This is the Uacity Data Engineering Capstone Project, which presents a usecase where both big data engineering concepts and technologies are utilized to bring useful insights out of large and diverse data sources. In this project, a data model is built to enable analysts and business users to answer different types of questions related to the immigration trends to the US.
Questions like is there a peak season for immigration? Do immigrants from warm countries prefer certain States versus those who are coming from cold countries? What is the percentage of immigrants with business visas versus those with tourist visas? All these questions and many more can be easily answered once our data model is built and filled with data.
The project follows the following steps:
- Step 1: Scope the Project and Gather Data
- Step 2: Explore and Assess the Data
- Step 3: Define the Data Model
- Step 4: Run ETL to Model the Data
- Step 5: Complete Project Write Up
Our data comes from different sources and in different formats described as follows:
- I94 Immigration Data: This data comes from the US National Tourism and Trade Office. The data comes in .sas format, and it has information about entries made to the US in 2016. This dataset is relatively big as it contains several million records. The data also comes with labels descriptions file which provides additional information about the main dataset. More about this dataset can be found here.

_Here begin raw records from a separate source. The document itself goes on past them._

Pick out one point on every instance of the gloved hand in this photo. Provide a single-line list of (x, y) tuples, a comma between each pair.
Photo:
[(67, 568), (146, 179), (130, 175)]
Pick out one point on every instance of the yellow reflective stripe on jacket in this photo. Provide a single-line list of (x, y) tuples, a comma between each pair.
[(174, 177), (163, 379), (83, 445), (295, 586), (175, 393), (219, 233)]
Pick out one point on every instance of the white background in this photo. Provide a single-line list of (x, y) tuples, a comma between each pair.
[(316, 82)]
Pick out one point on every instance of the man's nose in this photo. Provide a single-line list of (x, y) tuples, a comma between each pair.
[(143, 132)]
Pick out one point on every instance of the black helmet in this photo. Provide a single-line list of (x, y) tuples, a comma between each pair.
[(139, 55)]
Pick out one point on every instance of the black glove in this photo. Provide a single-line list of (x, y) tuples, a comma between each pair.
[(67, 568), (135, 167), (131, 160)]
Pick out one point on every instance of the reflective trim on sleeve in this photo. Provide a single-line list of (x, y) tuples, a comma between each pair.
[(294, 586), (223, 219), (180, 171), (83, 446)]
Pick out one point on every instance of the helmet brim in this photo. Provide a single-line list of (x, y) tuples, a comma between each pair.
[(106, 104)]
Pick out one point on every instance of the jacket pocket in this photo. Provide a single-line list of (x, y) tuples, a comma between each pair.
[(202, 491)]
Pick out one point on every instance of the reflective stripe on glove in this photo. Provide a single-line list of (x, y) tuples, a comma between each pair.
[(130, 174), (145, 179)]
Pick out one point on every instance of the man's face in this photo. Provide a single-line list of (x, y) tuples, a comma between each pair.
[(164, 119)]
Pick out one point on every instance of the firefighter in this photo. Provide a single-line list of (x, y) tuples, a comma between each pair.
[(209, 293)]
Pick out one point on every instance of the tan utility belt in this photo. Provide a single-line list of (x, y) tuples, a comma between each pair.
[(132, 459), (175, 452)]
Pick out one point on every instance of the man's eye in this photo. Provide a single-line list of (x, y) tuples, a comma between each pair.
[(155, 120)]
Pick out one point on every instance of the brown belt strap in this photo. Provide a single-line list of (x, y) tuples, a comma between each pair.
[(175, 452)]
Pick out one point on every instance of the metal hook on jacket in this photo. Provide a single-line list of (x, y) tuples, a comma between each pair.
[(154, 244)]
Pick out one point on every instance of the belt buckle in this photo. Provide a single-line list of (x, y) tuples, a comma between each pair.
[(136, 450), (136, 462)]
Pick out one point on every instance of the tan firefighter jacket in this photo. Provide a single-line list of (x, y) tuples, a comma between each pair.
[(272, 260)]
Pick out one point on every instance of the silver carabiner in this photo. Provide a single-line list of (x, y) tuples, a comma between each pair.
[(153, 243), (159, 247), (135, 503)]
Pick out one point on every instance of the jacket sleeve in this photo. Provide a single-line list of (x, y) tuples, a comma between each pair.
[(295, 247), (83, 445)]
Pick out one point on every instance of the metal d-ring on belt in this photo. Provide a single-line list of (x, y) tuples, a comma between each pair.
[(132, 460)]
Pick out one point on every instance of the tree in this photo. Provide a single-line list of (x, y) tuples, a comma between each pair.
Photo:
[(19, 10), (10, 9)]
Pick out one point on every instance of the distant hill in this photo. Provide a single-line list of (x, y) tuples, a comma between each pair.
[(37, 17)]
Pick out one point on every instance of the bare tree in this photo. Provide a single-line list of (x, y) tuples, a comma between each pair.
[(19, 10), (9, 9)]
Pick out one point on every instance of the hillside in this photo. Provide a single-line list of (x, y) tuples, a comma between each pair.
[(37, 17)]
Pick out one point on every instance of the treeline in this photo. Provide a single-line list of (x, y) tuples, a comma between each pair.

- World Temperature Data: This dataset came from Kaggle, and it keeps track of the global weather information. The data is provided as a .csv file. More about this dataset can be found here.
- U.S. City Demographic Data: This data is offered by OpenSoft, and it provides basic information about different city demographics. The data is also provided in .csv format. You can read more about it here.
- Airport Code Table: This is a simple table of airport codes and corresponding cities. The data is also provided in .csv format. It comes from here.
Star schema and pyspark have been used for the implementation of our data model. The implementation details can be found in the Capstone Project Template.ipynb file.
The code in the Jupiter note is organized in a logical order where each code block represents a task or a number of related tasks. The ETL code is divided into a set of functions in the etl.py file. Necessary imports and configurations are done at the begining of the code; no further imports or installs are needed.
To execute this ETL, it can be run in Terminal by executing "python3 etl.py" command, where etl.py is the name of our ETL code file.
Some data quality checks are performed after processing and saving data. Processed data are saved in .parquet format in a separate folder in this project, namely output. Some partitioning is applied to the saved data to achieve better performance during the data read operations.
The ETL has been tested and completed successfully before submission.